Rollerball nous dépeint avec un certain brio ce que des théoriciens économistes partisans d'un ultra-libéralisme total considèrent comme le monde idéal : la disparition des états-nations a laissé le champ libre aux multinationales qui peuvent ainsi modeler le monde à leur guise, c'est-à-dire le réduire à un immense marché dont elles tirent toujours plus de jus à travers l'exploitation des masses gardées dociles par des divertissements perpétuels, fussent-ils ultra-violents. Toute ressemblance avec notre présent, où les agences de notation à la solde des banques, et donc du capital, dictent au moins indirectement leur politique économique aux états pourtant supposés encore souverains, n'est pas une coïncidence. Loin de là.
D'ailleurs, de nos jours comme dans cet avenir pas si hypothétique que ça, les masses préfèrent s'abrutir dans toujours plus de divertissements plutôt que de se prendre par la main pour accomplir quelque chose de personnel à défaut de notable. La seule particularité de ce futur tient dans ce que l'assistanat, ici, est le fait des corporations au lieu des États-providence. En réalité, il n'y a que très peu de différences avec aujourd'hui : le pouvoir a juste changé de mains. Par contre, ceux qui le déteignent ne le partagent pas, même pas par la voie démocratique. Et d'autant plus que cette néo-féodalité reste acceptée par tous de toutes manières. Après tout, tant qu'on a du pain et des jeux, pourquoi risquer de tout perdre en se rebellant ?

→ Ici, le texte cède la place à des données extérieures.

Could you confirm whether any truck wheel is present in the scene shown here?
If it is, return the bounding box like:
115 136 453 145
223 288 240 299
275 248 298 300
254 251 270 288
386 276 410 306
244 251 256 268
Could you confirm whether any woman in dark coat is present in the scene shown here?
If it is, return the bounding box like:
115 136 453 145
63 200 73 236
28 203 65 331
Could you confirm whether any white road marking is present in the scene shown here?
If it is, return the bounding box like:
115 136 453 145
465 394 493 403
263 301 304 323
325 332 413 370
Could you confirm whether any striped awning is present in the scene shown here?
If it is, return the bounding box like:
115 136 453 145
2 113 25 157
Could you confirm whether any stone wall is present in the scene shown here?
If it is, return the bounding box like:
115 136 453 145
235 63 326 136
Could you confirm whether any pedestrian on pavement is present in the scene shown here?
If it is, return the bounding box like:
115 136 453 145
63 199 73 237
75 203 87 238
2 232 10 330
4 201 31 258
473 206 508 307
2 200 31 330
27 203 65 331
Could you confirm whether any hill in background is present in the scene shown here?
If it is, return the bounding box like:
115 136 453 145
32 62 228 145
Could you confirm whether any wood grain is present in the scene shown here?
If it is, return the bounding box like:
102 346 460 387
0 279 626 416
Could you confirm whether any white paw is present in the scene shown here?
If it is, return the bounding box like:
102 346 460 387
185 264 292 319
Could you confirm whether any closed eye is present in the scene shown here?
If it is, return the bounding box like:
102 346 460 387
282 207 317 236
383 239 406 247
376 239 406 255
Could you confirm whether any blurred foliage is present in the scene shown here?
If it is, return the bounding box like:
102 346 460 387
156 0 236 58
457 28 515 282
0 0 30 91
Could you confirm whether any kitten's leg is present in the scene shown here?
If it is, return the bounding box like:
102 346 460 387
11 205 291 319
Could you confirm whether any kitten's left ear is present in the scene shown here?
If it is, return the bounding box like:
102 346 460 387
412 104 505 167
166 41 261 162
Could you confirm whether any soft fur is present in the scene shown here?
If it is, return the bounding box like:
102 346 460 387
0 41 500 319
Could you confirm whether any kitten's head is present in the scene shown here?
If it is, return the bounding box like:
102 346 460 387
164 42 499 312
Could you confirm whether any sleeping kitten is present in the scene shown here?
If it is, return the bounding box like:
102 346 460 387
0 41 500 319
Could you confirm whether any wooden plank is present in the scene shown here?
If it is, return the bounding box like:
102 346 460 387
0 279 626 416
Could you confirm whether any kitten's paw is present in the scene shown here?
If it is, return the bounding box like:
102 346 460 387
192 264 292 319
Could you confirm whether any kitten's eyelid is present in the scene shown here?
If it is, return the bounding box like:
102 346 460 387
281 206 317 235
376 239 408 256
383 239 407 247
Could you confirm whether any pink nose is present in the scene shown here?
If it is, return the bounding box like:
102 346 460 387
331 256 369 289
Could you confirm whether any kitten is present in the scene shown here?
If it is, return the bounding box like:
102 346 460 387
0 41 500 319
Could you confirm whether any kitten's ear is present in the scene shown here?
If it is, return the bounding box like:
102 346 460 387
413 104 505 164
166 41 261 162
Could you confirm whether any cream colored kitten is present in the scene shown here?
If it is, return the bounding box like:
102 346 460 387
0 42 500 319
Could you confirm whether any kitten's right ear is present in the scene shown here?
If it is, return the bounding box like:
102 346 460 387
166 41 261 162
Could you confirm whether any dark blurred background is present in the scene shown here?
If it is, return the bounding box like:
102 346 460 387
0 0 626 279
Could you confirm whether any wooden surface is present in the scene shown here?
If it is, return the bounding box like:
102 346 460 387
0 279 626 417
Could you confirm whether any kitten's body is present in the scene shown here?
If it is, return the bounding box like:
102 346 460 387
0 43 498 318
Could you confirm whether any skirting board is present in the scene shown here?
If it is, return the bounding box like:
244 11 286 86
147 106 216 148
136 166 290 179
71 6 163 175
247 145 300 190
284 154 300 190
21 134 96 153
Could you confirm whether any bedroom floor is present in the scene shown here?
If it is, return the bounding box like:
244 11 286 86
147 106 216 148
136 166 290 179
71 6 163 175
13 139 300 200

Bien sûr, il saute aux yeux que ce monde est en réalité à l'agonie. Car en éliminant leur dernier grand rival, l'État, les corporations ont dû évidemment en venir à se mettre d'accord entre elles pour conserver leur part du gâteau à travers une sorte de statu quo – de la même façon que, de nos jours, les grands groupes rivaux sur un marché pratiquent des tarifs équivalents pour ne pas se nuire mutuellement : je pense en particulier à la téléphonie mobile, aux banques ou encore aux FAI. Se faisant, elles ont en fait détruit ces notions de compétition et de concurrence sur lesquelles elles reposaient pourtant, et en sont vite venues à s'avachir dans ce petit confort que nul ne peut menacer, et pas même leur rival puisque celui-ci a tacitement déclaré forfait.
Pour cette raison, les exécutifs des corporations sont les plus grands fans de Rollerball : il n'y a plus que là qu'ils trouvent la compétition dont leur nature prédatrice reste boulimique en dépit de leurs faux dehors de civilisation. Quant aux citoyens lambda, pressurés par des techniques de management qu'on devine sans peine, ils se gorgent de ces matchs sanglants pour oublier le temps d'une rencontre cette vie d'exploitation par une corporation qui, de toutes façons, ne parviendra jamais à prendre le dessus sur sa concurrente : devant l'absurdité d'une telle existence, après tout, mieux vaut s'abîmer dans ce spectacle où la sauvagerie le dispute au non-sens. Sous bien des aspects, et c'est bien là le pire, c'est encore ce qu'il y a de plus raisonnable.
Ainsi, et malgré une certaine simplicité du personnage, Jonathan E. incarne-t-il notre capacité à nous rebeller, même s'il semble le seul à ne pas l'avoir oublié – et de champion du stade, il devient champion tout court. Pour autant, en dépit de cet aspect hélas assez naïf de son récit, Rollerball reste malgré tout une grande réussite du film d'anticipation, car le futur de cauchemar dont il dresse le portrait semble dangereusement près de se réaliser...
Notes :
Ce film adapte plus ou moins la nouvelle Rollerball Murder de William Harrison, qui signe ici le scénario, publiée en 1973 dans le magazine Esquire et présente au sommaire du recueil de nouvelles Rollerball paru aux éditions Presses de la Cité en 1975.
Rollerball connut un remake, sous le même titre, réalisé par John McTierman et sorti en 2002, qui fut non seulement un flop commercial mais qui se fit aussi descendre par la critique.
Le sport de balle ultra-violent Motorball dans le manga Gunnm (Yukito Kishiro ; 1991-1995) s'inspire ouvertement de Rollerball.